Amnesty International ha condannato la decisione delle autorità giudiziarie britanniche di non consentirle di seguire, in presenza e da remoto, l’udienza sull’estradizione di Julian Assange negli Usa, iniziata a Londra il 7 settembre.
L’organizzazione per i diritti umani ha inoltrato svariate richieste di accesso all’udienza, sempre negate. Nella prima, datata 17 agosto, ha chiesto al ministro della Giustizia Robert Buckland l’accreditamento ufficiale e l’assegnazione di un posto numerato all’interno del tribunale, come consentito nella prima fase dell’udienza, il 20 febbraio.
Il 1° settembre è arrivata la risposta: sarebbe stato consentito di seguire l’udienza solo in collegamento da remoto.

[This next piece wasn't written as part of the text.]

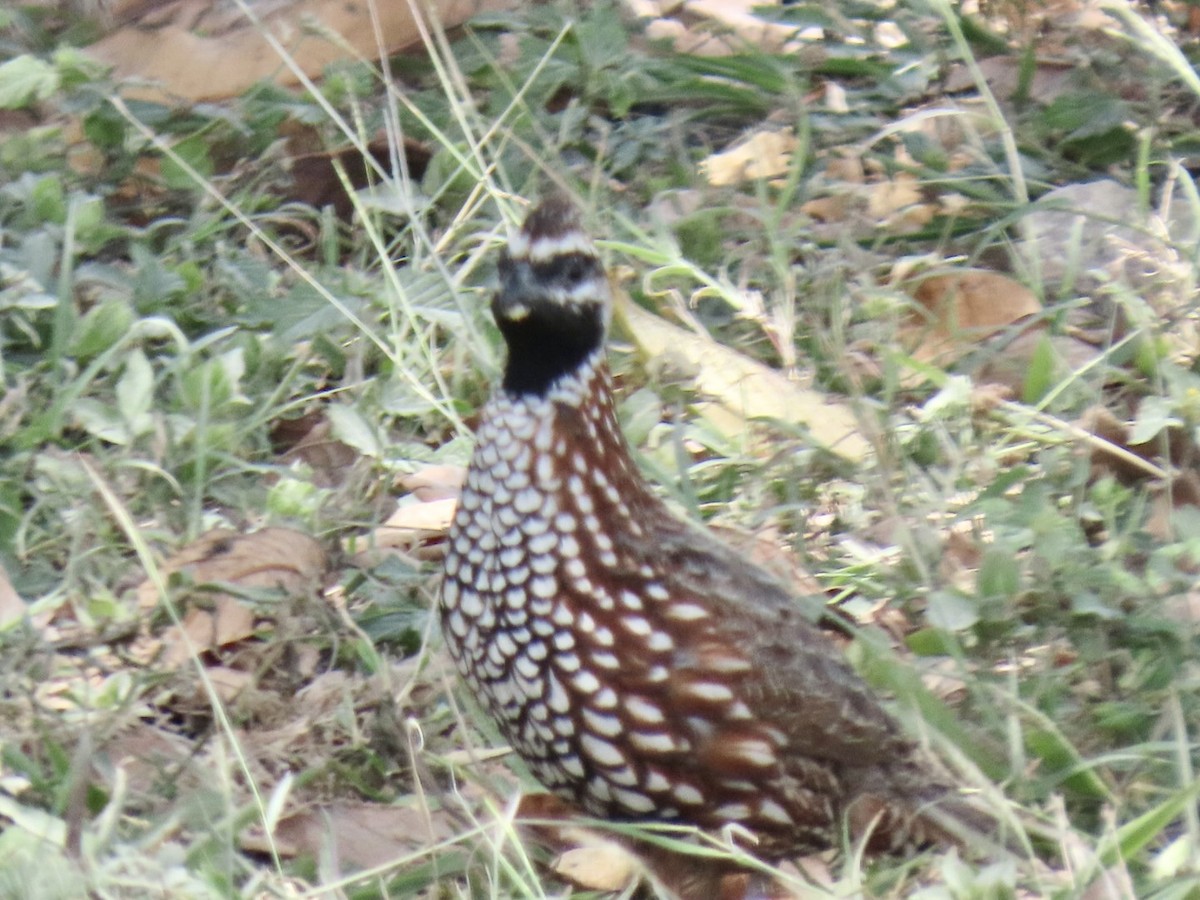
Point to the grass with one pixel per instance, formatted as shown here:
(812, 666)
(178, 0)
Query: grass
(189, 343)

Ma il 7 settembre l’osservatore di Amnesty International non ha trovato il link. Ha chiesto spiegazioni e gli è stato risposto, direttamente dalla giudice capo Emma Arbuthnot, che il permesso era stato revocato. La motivazione ufficiale è che nell’udienza di febbraio qualcuno che seguiva l’udienza da remoto aveva diffuso online una foto di Assange seduto in aula, violando le disposizioni emanate dalla corte.
Allora, lo stesso giorno Amnesty International ha rinnovato la richiesta di avere un osservatore presente di persona. Il giorno dopo è arrivata la risposta negativa.
Alla ripresa dell’udienza, il 14 settembre, Amnesty International ha inoltrato un’altra richiesta, questa volta per avere un posto nella galleria aperta al pubblico. Di nuovo, il 16 settembre, è arrivata una replica negativa, in cui la giudice Arbuthnot ha specificato che non avrebbe emanato “alcun provvedimento specifico” in favore di Amnesty International.
Amnesty International sta continuando a chiedere di poter assistere allo svolgimento dell’udienza, nel rispetto degli standard internazionali sul monitoraggio dell’equità dei processi.